Stutzin A, Paravic F, Ormenño G, Orrego F
Mol Pharmacol. 1983 Mar;23(2):409-16.
The blocking effects of guanethidine on electrically induced, neurally mediated, contractions of the guinea pig vas deferens in vitro could be markedly antagonized by the bee venom polypeptide apamin (20-60 nM), by 0.1 mM methylene blue, and (less regularly) by 0.1-0.15 mM quinine, three substances known to inhibit calcium-activated potassium conductance in a variety of cells. Guanethidine (20 microM) was also found to inhibit (by 88%) the release of [3H]norepinephrine induced by electrical stimulation (20-Hz, 2-msec, biphasic pulses of supramaximal voltage). Such inhibition was decreased to 39% when 20 nM apamin was present together with guanethidine, thus showing that the effect of this polypeptide is presynaptic. On the basis of these findings, we suggest that guanethidine may block adrenergic neurons by activating their calcium-activated potassium conductance, presumably by releasing intracellular calcium.

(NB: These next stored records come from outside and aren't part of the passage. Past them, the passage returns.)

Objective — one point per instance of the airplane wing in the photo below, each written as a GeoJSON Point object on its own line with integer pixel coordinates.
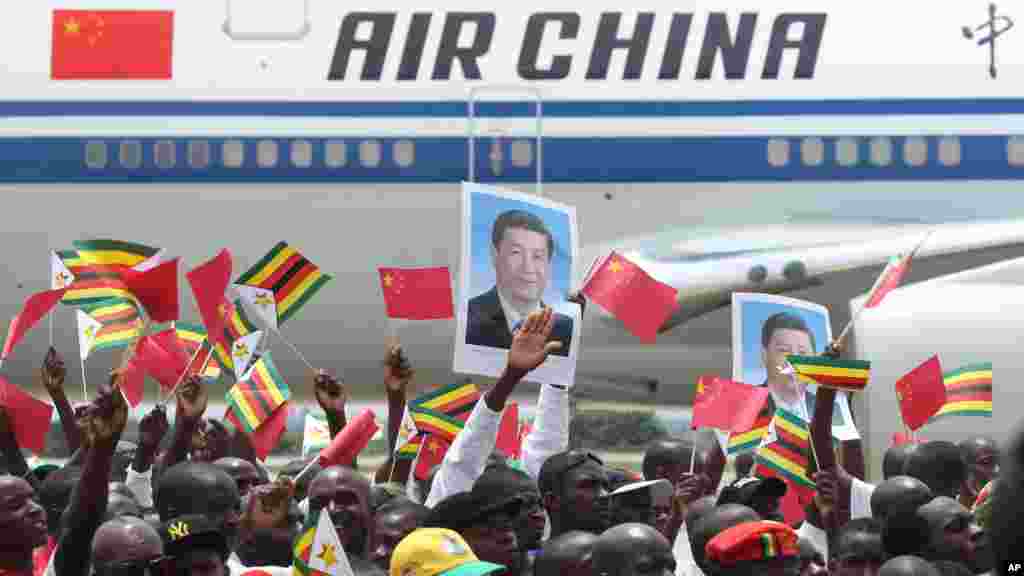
{"type": "Point", "coordinates": [779, 259]}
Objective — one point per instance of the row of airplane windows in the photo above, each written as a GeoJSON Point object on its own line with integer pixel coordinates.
{"type": "Point", "coordinates": [301, 154]}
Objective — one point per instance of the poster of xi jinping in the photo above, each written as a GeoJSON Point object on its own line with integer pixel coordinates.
{"type": "Point", "coordinates": [519, 254]}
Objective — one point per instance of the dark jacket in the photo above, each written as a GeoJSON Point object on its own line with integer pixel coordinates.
{"type": "Point", "coordinates": [487, 326]}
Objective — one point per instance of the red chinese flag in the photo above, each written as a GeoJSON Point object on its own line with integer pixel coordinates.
{"type": "Point", "coordinates": [209, 283]}
{"type": "Point", "coordinates": [638, 300]}
{"type": "Point", "coordinates": [508, 433]}
{"type": "Point", "coordinates": [417, 293]}
{"type": "Point", "coordinates": [350, 441]}
{"type": "Point", "coordinates": [112, 45]}
{"type": "Point", "coordinates": [30, 417]}
{"type": "Point", "coordinates": [157, 290]}
{"type": "Point", "coordinates": [38, 305]}
{"type": "Point", "coordinates": [921, 393]}
{"type": "Point", "coordinates": [431, 453]}
{"type": "Point", "coordinates": [267, 436]}
{"type": "Point", "coordinates": [726, 405]}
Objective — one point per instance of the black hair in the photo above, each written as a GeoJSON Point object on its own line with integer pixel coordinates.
{"type": "Point", "coordinates": [520, 219]}
{"type": "Point", "coordinates": [665, 453]}
{"type": "Point", "coordinates": [939, 465]}
{"type": "Point", "coordinates": [783, 321]}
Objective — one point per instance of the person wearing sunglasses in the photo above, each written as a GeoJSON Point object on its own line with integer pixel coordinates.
{"type": "Point", "coordinates": [574, 489]}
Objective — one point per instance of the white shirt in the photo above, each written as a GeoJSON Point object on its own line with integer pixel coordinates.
{"type": "Point", "coordinates": [513, 316]}
{"type": "Point", "coordinates": [468, 455]}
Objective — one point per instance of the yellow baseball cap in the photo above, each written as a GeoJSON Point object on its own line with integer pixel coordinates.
{"type": "Point", "coordinates": [436, 551]}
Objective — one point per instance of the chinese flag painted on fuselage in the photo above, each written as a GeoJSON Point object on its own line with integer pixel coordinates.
{"type": "Point", "coordinates": [113, 45]}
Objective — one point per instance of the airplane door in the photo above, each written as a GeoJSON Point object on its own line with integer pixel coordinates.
{"type": "Point", "coordinates": [267, 19]}
{"type": "Point", "coordinates": [504, 156]}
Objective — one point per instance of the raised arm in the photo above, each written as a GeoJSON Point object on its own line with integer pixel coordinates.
{"type": "Point", "coordinates": [103, 424]}
{"type": "Point", "coordinates": [52, 375]}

在体外,蜂毒多肽蜂毒明肽(20 - 60 nM)、0.1 mM亚甲蓝以及(不太规律地)0.1 - 0.15 mM奎宁(已知这三种物质可抑制多种细胞中钙激活钾电导)可显著拮抗胍乙啶对豚鼠输精管电诱导的、神经介导的收缩的阻断作用。还发现胍乙啶(20 μM)可抑制(88%)电刺激(20 Hz,2毫秒,超最大电压双相脉冲)诱导的[3H]去甲肾上腺素释放。当20 nM蜂毒明肽与胍乙啶同时存在时,这种抑制作用降至39%,表明该多肽的作用是突触前的。基于这些发现,我们认为胍乙啶可能通过激活其钙激活钾电导来阻断肾上腺素能神经元,推测是通过释放细胞内钙来实现的。